In reality, transit acts more like a growth hormone – helping to accelerate the growth of corridors and activity centers that already have many of the pieces in place to attract economic development. But the Mayor and other city leaders ignore this reality, and point to the streetcar as an investment with a guaranteed economic return for Charlotte’s West Side.

On Thursday morning, when City Council met at the Whitehead Manor Conference Center for its annual retreat, it didn’t take long for the streetcar issue to take center stage. The luncheon speaker was Atlanta Mayor Kasim Reed, who talked of Atlanta’s own streetcar, a 1.6-mile, $95 million project now under construction between Centennial Olympic Park and the King Center on historic Auburn Avenue.

Reed, who was elected mayor in 2010 after a decade in the Georgia General Assembly, also noted how the Atlanta region “got thumped” last August with the defeat of a one-cent transportation sales tax referendum that would have raised $6 billion for much-need regional road and transit improvements. What he didn’t mention, however, is the role that rail projects may have played in that thumping. The heavy investment in center city transit (52% of the proposed plan) drove opponents the ballot box like nothing else, and the referendum failed by a 37 point margin.

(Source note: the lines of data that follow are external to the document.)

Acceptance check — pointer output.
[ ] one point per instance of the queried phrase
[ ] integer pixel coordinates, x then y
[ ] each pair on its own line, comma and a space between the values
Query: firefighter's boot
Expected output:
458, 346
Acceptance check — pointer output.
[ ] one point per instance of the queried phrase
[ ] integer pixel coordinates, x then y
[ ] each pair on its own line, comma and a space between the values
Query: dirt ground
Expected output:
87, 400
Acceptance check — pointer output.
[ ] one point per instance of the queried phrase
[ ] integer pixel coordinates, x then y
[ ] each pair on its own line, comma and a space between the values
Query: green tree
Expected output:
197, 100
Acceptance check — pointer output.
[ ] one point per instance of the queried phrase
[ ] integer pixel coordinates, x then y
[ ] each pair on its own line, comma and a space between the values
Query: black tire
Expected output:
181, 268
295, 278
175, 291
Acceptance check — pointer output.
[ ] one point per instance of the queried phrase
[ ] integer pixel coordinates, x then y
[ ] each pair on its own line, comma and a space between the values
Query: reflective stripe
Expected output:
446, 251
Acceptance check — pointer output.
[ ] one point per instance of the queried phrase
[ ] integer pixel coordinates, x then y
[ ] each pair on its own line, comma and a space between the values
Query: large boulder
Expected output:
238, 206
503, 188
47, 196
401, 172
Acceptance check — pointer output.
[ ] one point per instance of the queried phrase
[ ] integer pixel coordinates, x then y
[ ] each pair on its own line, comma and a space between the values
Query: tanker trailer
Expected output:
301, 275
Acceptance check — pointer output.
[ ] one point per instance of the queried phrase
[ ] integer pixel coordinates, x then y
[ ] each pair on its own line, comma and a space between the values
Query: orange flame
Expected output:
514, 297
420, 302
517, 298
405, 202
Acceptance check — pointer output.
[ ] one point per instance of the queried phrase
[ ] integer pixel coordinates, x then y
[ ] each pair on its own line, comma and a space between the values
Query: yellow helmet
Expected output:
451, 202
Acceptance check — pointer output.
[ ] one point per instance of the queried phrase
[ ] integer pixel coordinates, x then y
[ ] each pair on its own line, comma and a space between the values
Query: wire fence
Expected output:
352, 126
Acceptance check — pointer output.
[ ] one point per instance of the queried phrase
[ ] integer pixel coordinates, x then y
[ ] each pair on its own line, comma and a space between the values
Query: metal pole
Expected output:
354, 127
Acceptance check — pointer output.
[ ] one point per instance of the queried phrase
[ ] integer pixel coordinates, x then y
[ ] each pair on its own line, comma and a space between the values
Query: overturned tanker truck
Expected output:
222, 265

The lesson for Charlotte? Transit is divisive. And when you need support from skeptical voters or appropriations from state legislators, transit projects that do little or nothing to reduce congestion only make your success less likely.

A closer look at the Atlanta streetcar project is also informative. It covers about half the distance of the proposed Charlotte line between Presbyterian Hospital and Beatties Ford Road, but has the advantage of linking two of the Southeast’s most popular tourist destinations: the Georgia Aquarium on the north end of Centennial Olympic Park, and the Martin Luther King, Jr. National Historic Site. Also not far from the route are a planned National Civil Rights Museum, the World of Coca-Cola and the future College Football Hall of Fame. Atlanta’s aquarium alone attracts nearly 2 million visitors each year. Charlotte’s Presbyterian Hospital? Hopefully less.

Whatever your opinion of the Charlotte streetcar, the following questions need to be part of the debate:

    How will the streetcar project help reduce Charlotte’s traffic congestion in the decades ahead?Is the city’s pursuit of the $119 million project worth risking the loss of state funding for the Blue Line extension?Will the streetcar jeopardize a future transit tax referendum that could help fund the rest of the 2030 Transit Plan?Where will the remaining $700 million come from to extend the line down Central Avenue to Eastland Mall?

Until City Council begins answering these questions, and not just those about the project’s potential economic development benefits, the streetcar debate will continue to divide the community and delay the adoption of a much-needed Capital Improvement Plan that can can help ensure Charlotte makes the investments that are necessary to keep pace with growth.